May 28, 2026·7 min read
Claude Code as a Daily Driver: A Practical Guide to CLAUDE.md, Skills, Subagents, and MCP

Claude Code as a Daily Driver: A Practical Guide to CLAUDE.md, Skills, Subagents, and MCP

Coding agents have crossed from novelty into serious daily use — Simon Willison argued in late May 2026 that the leading AI labs have found genuine product-market fit for exactly this kind of tool. If you have decided Claude Code is going to be part of your everyday workflow, the next question is the practical one: how do you configure it so it earns its place instead of getting in the way?

This guide is opinionated and concrete. It defines the primitives you will actually touch — CLAUDE.md, skills, subagents, plugins, and MCP — explains when each one is worth the cost, and is honest about where the agent's limits are.
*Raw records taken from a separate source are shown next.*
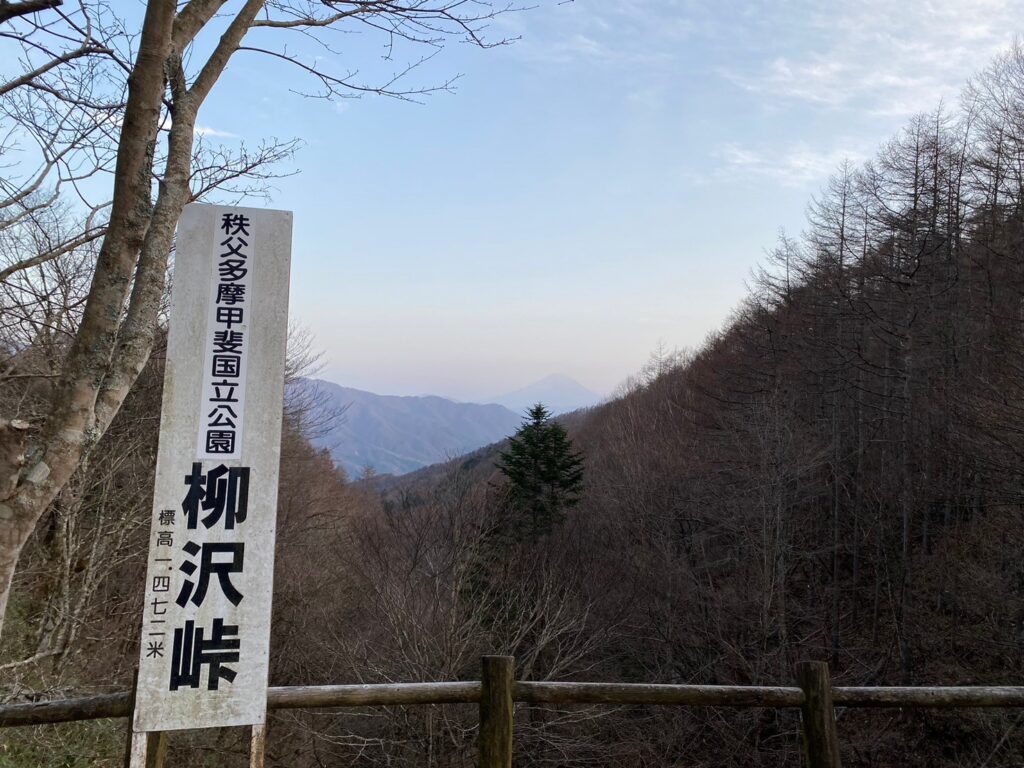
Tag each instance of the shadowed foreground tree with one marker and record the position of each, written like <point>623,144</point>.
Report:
<point>86,99</point>
<point>545,474</point>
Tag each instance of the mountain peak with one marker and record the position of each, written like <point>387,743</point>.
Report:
<point>558,392</point>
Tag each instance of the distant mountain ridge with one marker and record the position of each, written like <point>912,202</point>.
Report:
<point>559,393</point>
<point>395,434</point>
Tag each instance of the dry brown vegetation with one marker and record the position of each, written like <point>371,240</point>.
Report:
<point>837,474</point>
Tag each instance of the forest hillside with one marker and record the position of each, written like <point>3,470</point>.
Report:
<point>836,474</point>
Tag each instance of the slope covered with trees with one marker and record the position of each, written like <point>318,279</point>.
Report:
<point>836,474</point>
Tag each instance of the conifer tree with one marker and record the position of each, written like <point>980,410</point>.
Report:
<point>545,474</point>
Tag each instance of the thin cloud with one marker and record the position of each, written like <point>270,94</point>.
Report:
<point>882,57</point>
<point>203,130</point>
<point>797,165</point>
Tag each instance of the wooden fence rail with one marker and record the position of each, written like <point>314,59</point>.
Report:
<point>497,691</point>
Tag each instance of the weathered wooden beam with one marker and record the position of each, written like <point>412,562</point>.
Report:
<point>639,693</point>
<point>818,716</point>
<point>313,696</point>
<point>372,695</point>
<point>66,710</point>
<point>932,696</point>
<point>497,712</point>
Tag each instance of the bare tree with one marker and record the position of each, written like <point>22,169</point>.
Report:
<point>94,100</point>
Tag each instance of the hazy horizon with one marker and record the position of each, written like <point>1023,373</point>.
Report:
<point>602,185</point>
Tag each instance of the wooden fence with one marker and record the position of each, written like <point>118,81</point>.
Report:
<point>497,692</point>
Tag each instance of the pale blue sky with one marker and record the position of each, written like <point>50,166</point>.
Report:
<point>603,184</point>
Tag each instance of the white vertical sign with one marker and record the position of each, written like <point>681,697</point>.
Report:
<point>206,624</point>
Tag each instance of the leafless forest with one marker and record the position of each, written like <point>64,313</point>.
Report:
<point>837,474</point>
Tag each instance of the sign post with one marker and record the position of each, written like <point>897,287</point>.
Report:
<point>206,622</point>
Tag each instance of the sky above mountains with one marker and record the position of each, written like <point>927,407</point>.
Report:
<point>604,184</point>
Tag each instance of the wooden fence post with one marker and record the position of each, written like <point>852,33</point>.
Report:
<point>496,712</point>
<point>143,750</point>
<point>818,715</point>
<point>257,747</point>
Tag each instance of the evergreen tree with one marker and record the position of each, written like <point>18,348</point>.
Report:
<point>545,474</point>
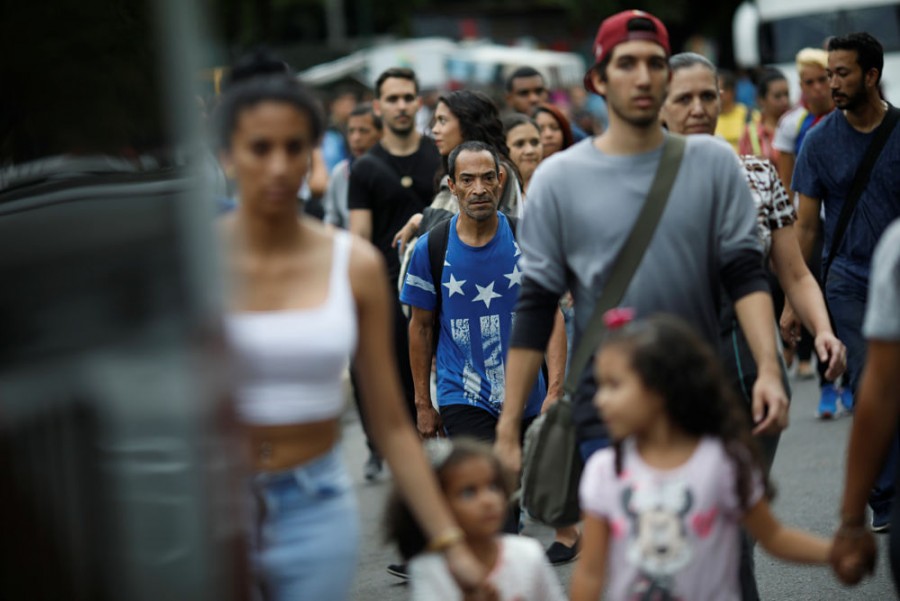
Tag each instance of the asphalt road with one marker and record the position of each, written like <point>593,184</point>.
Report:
<point>808,474</point>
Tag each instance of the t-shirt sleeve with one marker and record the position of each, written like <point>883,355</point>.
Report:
<point>806,179</point>
<point>418,287</point>
<point>540,234</point>
<point>596,491</point>
<point>786,133</point>
<point>740,251</point>
<point>358,196</point>
<point>883,311</point>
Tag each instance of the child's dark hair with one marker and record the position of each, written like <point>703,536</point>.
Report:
<point>401,526</point>
<point>259,77</point>
<point>673,361</point>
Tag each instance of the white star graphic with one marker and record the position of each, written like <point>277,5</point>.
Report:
<point>515,277</point>
<point>486,294</point>
<point>454,286</point>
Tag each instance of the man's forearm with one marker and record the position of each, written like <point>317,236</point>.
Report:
<point>522,366</point>
<point>556,357</point>
<point>421,341</point>
<point>805,297</point>
<point>757,318</point>
<point>808,223</point>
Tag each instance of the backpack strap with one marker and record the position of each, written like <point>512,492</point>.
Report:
<point>513,225</point>
<point>438,239</point>
<point>860,182</point>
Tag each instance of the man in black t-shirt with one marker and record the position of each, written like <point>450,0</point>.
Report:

The goal is a setup that makes Claude Code reliable on real work, not a pile of configuration you stop trusting after a week.

What is Claude Code — and what counts as an "agent" anyway?

Before configuring anything, it helps to use the vocabulary correctly, because the words get thrown around loosely. Hugging Face's agent glossary draws the distinctions cleanly:

  • A model is the LLM itself. On its own it has no memory between calls, no loop, and simply answers one prompt and stops.
  • A harness is the execution layer that makes the model run: it calls the model, handles tool calls, and decides when to stop.
  • Scaffolding is what the model works from: the system prompt, tool descriptions, and how its output is parsed. The most common confusion is harness vs. scaffold — scaffold is the instructions and format the model reasons over; harness is the machinery that executes the loop.
  • An agent = model + harness — the complete system that lets a model act in a loop, not just respond.

Claude Code is that complete system, plus a set of configuration surfaces you control. Two more glossary terms matter here. Skills are reusable, structured packages of knowledge for multi-step tasks, portable across agents and loaded on demand. Subagents are agents called by another agent: a subagent has its own model and scaffold, reasons independently, and returns a result — the caller acting as an orchestrator. Keep those definitions in mind; the rest of this guide is about configuring each one well.

How should you write a CLAUDE.md file?

The single highest-leverage file is CLAUDE.md, and the guidance from the Claude Code daily-driver writeup is to keep it minimal. Anthropic's own CLAUDE.md focuses on just three things: build commands, workflow steps, and documented gotchas — nothing else.

The test for every line is sharp: "Would removing this cause Claude to make a mistake?" If the answer is no, the line is noise that dilutes the instructions that matter. A bloated CLAUDE.md is not more helpful; it is harder for the model to follow.

The most powerful habit is to let the file grow from real errors. When Claude makes a mistake, tell it to update CLAUDE.md so the same mistake cannot recur. The writeup notes Claude is surprisingly good at distilling its own errors into precise rules, and over weeks this compounds into a curated, battle-tested list of gotchas specific to your codebase.

What goes in CLAUDE.md versus CLAUDE.local.md?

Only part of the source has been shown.